Colocando um pé para fora do cardápio de eventos milionários hoje em dia e olhando para o passado, fica a pergunta: quais foram os primeiros festivais brasileiros?
Festivais e festivais
Para começar nossa jornada arqueológica, é preciso antes explicar alguns critérios. Estamos falando de festivais nos moldes do que vemos hoje, em que uma equipe de curadores convida artistas de diversos estilos musicais diferentes para um evento com vários shows.
Isso porque, desde a década de 60, TVs e rádios brasileiras produziam seus Festivais da Canção, que todo mundo conhece através das clássicas gravações de artistas como Chico Buarque, Elis Regina e Jair Rodrigues se apresentando para um auditório animadíssimo, em busca do primeiro lugar.
Apesar de também serem chamados de festivais, não se tratava do mesmo tipo de rolê. Criados primeiramente para a rádio e, a partir de 1966, transmitidos para a novíssima TV, os também chamados Festivais de Música Popular Brasileira (daí veio o tão usado termo MPB) tratavam-se, na verdade, de um concurso. Um campeonato de músicas previamente inscritas pelos compositores. A produção, então, escolhia entre os jovens e carismáticos novos ídolos da música para interpretarem as canções concorrentes na na frente de um corpo de jurados e, principalmente, um público animado e torcedor.
O Brasil antes do Rock in Rio
Em 1985, aproveitando o processo de redemocratização do país, o empresário de shows Roberto Medina teve a ideia de sair na frente fazendo o primeiro festival de rock no Brasil com força para trazer ao país um timaço de superestrelas da música. O público que esteve na primeira “Cidade do Rock”, em Jacarepaguá, no Rio de Janeiro, pôde assistir, no maior palco já montado no mundo, especial para o evento, nomes como Iron Maiden, Scorpions e o histórico show do Queen, com uma multidão cantando para um espantado Freddie Mercury a balada Love Of My Life.

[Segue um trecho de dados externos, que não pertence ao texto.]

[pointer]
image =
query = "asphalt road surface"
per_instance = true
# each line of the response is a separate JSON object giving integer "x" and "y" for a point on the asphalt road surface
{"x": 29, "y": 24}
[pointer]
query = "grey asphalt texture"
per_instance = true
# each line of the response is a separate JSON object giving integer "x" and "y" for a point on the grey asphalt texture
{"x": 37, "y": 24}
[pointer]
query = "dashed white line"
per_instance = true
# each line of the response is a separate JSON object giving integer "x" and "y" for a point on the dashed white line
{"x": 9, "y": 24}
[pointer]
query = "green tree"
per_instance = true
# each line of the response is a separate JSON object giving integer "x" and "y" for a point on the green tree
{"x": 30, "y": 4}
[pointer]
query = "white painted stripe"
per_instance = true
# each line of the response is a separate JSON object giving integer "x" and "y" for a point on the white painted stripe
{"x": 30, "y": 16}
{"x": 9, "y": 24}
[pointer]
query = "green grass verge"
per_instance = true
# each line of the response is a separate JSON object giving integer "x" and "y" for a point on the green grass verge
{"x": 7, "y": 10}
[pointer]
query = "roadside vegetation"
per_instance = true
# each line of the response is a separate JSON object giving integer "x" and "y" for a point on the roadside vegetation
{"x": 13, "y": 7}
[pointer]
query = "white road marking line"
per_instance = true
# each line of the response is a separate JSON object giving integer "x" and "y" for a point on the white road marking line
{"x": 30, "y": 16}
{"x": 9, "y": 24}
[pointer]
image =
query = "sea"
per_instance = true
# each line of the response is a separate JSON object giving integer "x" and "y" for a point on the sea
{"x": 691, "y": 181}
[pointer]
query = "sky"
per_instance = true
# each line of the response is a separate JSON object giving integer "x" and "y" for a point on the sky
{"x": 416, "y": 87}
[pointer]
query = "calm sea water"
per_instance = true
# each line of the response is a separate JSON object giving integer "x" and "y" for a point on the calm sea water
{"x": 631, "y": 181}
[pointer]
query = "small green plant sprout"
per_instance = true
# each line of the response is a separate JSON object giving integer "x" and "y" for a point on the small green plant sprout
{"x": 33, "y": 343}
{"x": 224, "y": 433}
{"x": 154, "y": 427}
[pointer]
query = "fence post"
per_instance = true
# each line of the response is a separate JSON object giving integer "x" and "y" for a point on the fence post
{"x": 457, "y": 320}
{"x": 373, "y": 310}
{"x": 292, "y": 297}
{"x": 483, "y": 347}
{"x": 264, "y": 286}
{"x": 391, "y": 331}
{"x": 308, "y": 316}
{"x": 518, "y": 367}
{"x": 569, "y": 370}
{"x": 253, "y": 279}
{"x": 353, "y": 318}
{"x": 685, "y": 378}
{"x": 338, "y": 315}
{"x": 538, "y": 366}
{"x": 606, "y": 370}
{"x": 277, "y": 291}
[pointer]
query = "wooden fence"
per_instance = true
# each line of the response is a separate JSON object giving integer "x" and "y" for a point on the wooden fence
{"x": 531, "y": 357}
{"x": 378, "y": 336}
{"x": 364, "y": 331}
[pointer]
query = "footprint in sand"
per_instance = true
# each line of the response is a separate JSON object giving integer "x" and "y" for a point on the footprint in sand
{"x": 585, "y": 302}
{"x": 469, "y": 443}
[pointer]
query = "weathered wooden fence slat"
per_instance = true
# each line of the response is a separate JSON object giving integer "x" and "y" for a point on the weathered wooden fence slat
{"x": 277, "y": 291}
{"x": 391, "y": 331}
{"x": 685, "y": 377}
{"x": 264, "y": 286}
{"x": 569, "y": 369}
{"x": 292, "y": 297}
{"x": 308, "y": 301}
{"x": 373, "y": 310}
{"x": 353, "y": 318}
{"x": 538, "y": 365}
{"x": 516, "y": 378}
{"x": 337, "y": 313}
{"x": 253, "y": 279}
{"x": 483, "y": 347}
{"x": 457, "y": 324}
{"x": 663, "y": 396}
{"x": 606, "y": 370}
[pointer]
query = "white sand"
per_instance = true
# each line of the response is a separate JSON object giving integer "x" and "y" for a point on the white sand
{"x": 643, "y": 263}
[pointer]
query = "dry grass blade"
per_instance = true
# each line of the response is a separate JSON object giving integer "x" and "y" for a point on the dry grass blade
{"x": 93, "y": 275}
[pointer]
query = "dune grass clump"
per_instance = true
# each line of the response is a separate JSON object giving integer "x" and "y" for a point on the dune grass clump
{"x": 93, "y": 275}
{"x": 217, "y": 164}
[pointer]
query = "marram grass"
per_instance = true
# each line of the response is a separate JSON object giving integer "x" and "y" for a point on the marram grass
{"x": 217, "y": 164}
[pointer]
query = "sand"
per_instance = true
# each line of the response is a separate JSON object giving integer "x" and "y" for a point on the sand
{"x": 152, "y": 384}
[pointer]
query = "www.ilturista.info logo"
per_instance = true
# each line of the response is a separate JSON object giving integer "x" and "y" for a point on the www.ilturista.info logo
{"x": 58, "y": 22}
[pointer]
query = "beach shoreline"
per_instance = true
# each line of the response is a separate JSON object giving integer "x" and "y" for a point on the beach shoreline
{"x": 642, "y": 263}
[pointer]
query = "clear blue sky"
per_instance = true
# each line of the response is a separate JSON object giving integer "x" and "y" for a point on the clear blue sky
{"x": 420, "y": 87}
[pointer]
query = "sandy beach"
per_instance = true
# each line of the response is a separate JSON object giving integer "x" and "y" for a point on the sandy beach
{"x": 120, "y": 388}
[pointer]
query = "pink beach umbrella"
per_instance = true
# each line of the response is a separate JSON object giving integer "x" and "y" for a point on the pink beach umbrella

Antes do Rock in Rio, artistas internacionais vinham ao país para shows solo, mas a turma de estrelas do pop torcia o nariz para toda a América do Sul. Ao apresentar uma inédita estrutura de palco e uma programação com o que havia de mais bombado no rock e pop mundial, o festival carioca recebeu o título de divisor de águas histórico no continente.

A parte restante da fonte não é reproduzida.